Dezember 1991

911202

ENERGIE-CHRONIK


Europäische Energie- und CO2-Steuer nicht so schnell in Sicht

Die Einführung einer kombinierten Energie- und Kohlendioxid-Steuer, wie sie von den EG-Kommissaren Ripa di Meana (Umwelt) und Cardoso e Cunha (Energie) befürwortet wird, stößt bei zahlreichen EG-Staaten auf Widerstände. Sie hat deshalb in der jetzigen Form kaum Chancen, verwirklicht zu werden. Dies ergibt sich aus den Positionspapieren, mit denen die Umwelt- und Energieminister der 12 Mitgliedsstaaten am 13.12. zu einer gemeinsamen Sitzung in Brüssel anreisten. Grundsätzlich positiv wird das Konzept nur von Dänemark, Deutschland, Frankreich, den Niederlanden und Italien beurteilt. Frankreich will jedoch als führender Betreiber von Kernkraftwerken nur einer CO2-Abgabe zustimmen. Besonders umstritten ist die geplante Sonderbehandlung von energieintensiven Industriezweigen zwecks Vermeidung von Wettbewerbsnachteilen. Sechs Regierungen, darunter Bonn, befürworten eine Streichung dieser Passage. Die in Brüssel zusammengekommenen Minister beschlossen mehrheitlich, wie vorgesehen, die EG-Kommission mit der Formulierung konkreter Richtlinien-Vorschläge zu beauftragen.

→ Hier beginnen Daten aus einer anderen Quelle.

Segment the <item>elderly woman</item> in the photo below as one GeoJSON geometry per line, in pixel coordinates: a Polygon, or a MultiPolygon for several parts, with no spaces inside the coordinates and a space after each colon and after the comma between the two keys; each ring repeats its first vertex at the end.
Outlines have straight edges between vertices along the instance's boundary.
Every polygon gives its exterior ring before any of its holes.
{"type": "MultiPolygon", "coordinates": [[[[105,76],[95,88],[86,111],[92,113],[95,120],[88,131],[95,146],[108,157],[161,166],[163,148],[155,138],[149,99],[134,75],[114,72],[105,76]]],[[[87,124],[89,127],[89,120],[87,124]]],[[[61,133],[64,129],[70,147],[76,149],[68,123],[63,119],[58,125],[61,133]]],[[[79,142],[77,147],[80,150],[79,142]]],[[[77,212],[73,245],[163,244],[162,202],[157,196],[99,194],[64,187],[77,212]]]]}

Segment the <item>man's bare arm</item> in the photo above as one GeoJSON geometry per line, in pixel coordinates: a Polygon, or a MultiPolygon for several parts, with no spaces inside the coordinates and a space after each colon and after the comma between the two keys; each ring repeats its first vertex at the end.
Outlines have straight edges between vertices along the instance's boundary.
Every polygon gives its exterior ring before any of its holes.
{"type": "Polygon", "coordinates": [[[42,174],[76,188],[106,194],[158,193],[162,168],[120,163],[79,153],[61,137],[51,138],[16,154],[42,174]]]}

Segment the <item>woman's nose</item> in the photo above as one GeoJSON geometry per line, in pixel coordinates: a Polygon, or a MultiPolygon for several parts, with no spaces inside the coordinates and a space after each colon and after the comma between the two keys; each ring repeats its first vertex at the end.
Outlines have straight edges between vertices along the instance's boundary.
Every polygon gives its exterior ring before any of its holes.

Auf Fragen von Journalisten, ob die Bundesregierung im Falle des Scheiterns einer europäischen Lösung erneut einen nationalen Alleingang ins Auge fassen würde, meinte Bundeswirtschaftsminister Möllemann, daß die Chancen für eine EG-weite Lösung nicht so schlecht seien, wenn auch um Einzelpositionen gerungen werde (Handelsblatt, 13.12.; dpa, 13.12.; siehe auch 910715 u. 911009).

Für das Handelsblatt (16.12.) stellte sich nach dieser Sitzung die Frage, ob "da nicht ein unliebsames Thema nach Brüssel oder auf den Sankt-Nimmerleins-Tag abgewälzt" werde. "Bundeswirtschaftsminister Möllemann setzt auf Europa ... Daß die Gemeinschaft über kurz oder lang bei ihren mittlerweile ein gutes Jahr andauernden Bemühungen vorankommt, sich auf eine wie auch immer geartete Klimasteuer zu verständigen, kann aber auch Möllemann nicht ernsthaft glauben."

Die Tageszeitung (14.12.) meinte: "Besonders bitter ist dieses Scheitern für Bundesumweltminister Klaus Töpfer (CDU). ... Damit ist die europäische Energiesteuer zwar noch nicht vom Tisch, ihre Einführung verschiebt sich aber zeitlich soweit nach hinten, daß sie als Argument, um auch Amerikaner und Drittweltländer zu Anstrengungen in der Klimapolitik zu bewegen, quasi wertlos geworden ist. ... Völlig unklar ist nach der Pleite von Brüssel, wie die Bundesregierung ihr gesetztes Ziel einer CO2-Einsparung von 25 Prozent bis 2005 nun erreichen will."